Les PFOS (acide "perfluorooctanesulfonique"), on en retrouve dans la Senne, dans la Woluwe et dans le Canal. Selon Bruxelles Environnement, les concentrations dans les eaux de surface de ces cours d’eau sont inférieures au seuil qui met directement en danger la vie aquatique. En revanche, elles dépassent le seuil qui garantit sa protection sur le long terme. Il y a donc bien lieu de s’en préoccuper. Et de trouver la cause de cette pollution qui pour l’heure ne présente aucun risque pour les Bruxellois. "Il faut savoir que les eaux de surfaces ne sont absolument pas captées en vue d’une potabilisation. Les eaux de distribution à Bruxelles proviennent de captages bruxellois d’eau souterraine et en très grande majorité également de captages wallons", rassure Loïc Dohet, expert "qualité eau de surface" chez Bruxelles-Environnement. Et précisément, les concentrations de PFOS mesurées dans les eaux souterraines et potables sont très inférieures aux normes européennes édictées en décembre 2020 selon le cabinet du ministre bruxellois de l’environnement.

Causes

A Bruxelles, les eaux de surface proviennent en grande partie de l’extérieur de la Région. Mais on ne peut pas exclure qu’il y ait aussi une pollution locale. "Il peut y avoir soit des pollutions encore actives actuellement soit de vielles pollutions puisqu’il s’agit de substances chimiques qui sont extrêmement persistantes dans l’environnement. Pour l’instant, il n’y a pas d’indication que ce soit le cas mais c’est pour ça que l’on doit vraiment investiguer sur cette potentialité" explique Loïc Dohet.

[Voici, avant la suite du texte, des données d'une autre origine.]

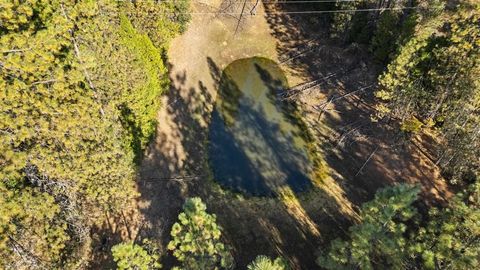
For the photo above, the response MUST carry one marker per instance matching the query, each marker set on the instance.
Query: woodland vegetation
(79, 88)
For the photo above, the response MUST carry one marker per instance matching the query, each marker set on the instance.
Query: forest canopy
(80, 84)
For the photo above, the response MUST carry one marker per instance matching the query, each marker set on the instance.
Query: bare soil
(295, 225)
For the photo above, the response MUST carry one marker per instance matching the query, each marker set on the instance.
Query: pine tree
(265, 263)
(196, 239)
(130, 256)
(434, 79)
(78, 97)
(451, 238)
(378, 240)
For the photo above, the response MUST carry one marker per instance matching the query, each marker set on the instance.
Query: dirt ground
(294, 225)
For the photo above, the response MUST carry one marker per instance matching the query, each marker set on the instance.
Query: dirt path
(175, 164)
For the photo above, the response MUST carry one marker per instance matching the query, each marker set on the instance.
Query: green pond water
(257, 143)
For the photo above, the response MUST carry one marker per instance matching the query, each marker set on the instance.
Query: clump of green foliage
(75, 76)
(140, 105)
(130, 256)
(377, 241)
(451, 238)
(265, 263)
(434, 78)
(196, 239)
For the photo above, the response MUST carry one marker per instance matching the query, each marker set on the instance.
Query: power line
(292, 12)
(248, 1)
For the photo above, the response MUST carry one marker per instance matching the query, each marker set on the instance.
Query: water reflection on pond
(256, 142)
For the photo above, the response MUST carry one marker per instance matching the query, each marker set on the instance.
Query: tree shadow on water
(241, 154)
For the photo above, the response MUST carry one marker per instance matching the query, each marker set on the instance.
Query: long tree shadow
(362, 154)
(273, 226)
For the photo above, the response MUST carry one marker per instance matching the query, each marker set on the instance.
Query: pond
(257, 143)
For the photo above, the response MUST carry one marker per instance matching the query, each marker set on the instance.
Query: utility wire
(292, 12)
(249, 1)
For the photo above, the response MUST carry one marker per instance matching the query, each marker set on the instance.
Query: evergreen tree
(451, 238)
(434, 79)
(79, 90)
(196, 239)
(378, 240)
(130, 256)
(265, 263)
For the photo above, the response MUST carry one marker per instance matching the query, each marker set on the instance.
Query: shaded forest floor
(294, 226)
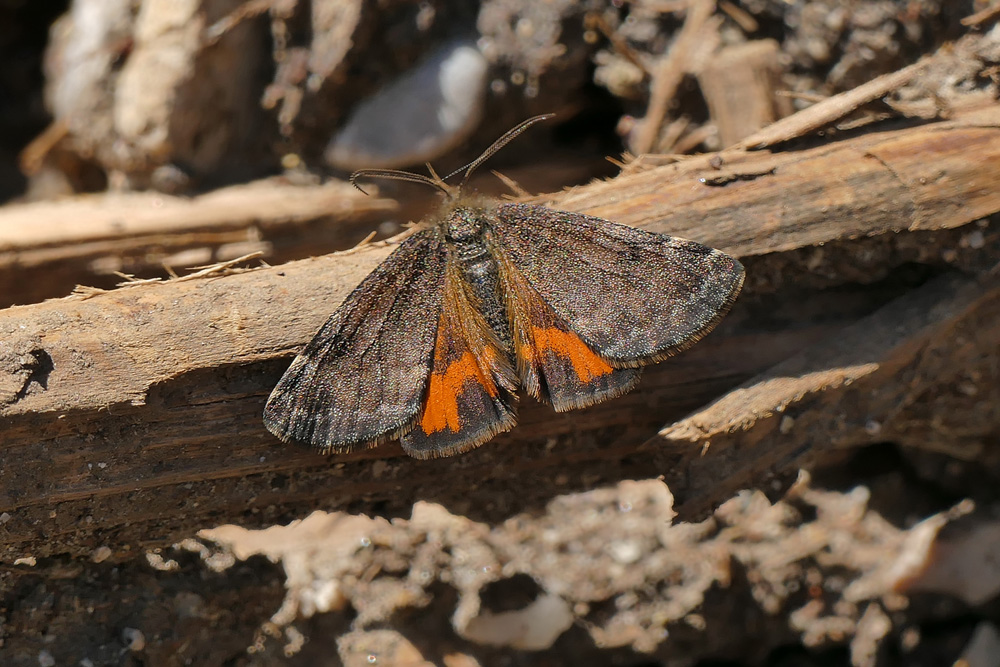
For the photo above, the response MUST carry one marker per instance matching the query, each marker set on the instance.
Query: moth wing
(361, 379)
(470, 395)
(555, 365)
(632, 296)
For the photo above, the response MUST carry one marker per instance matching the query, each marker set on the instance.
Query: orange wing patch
(441, 406)
(586, 364)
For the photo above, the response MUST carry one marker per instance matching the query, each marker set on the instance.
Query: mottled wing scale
(632, 296)
(554, 364)
(362, 378)
(470, 394)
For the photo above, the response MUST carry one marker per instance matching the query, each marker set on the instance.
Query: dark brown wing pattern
(361, 380)
(632, 296)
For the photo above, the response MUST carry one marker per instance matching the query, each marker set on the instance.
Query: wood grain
(133, 417)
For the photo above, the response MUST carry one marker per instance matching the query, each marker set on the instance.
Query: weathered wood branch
(133, 417)
(48, 247)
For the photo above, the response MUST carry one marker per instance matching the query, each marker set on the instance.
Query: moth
(486, 297)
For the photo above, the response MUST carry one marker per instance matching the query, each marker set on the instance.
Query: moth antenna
(434, 175)
(508, 136)
(397, 175)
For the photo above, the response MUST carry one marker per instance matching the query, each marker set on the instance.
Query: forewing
(632, 295)
(361, 379)
(554, 364)
(469, 398)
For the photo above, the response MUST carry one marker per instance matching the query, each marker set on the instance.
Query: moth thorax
(464, 225)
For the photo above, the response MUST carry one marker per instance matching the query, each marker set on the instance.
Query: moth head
(451, 192)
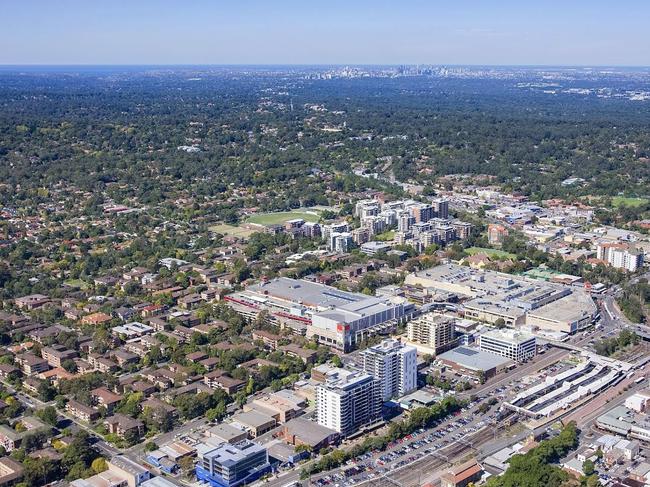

Investigations complémentaires

Le cabinet du ministre bruxellois de l’environnement Alain Maron discute avec Bruxelles Environnement de la mise en place d’une série de mesures, qui viendront s’ajouter aux contrôles existants. La dernière étude sur la question date déjà de 2013. Elle devrait faire l’objet d’une mise à jour sur base de l’expérience flamande. Objectif, vérifier qu’aucun site industriel n’a utilisé ou produit ce type de polluant.

En attendant, Bruxelles Environnement et la société bruxelloise de gestion de l’eau collaborent pour renforcer le contrôle des concentrations de PFOS dans les eaux de surfaces, notamment au niveau des stations d’épuration.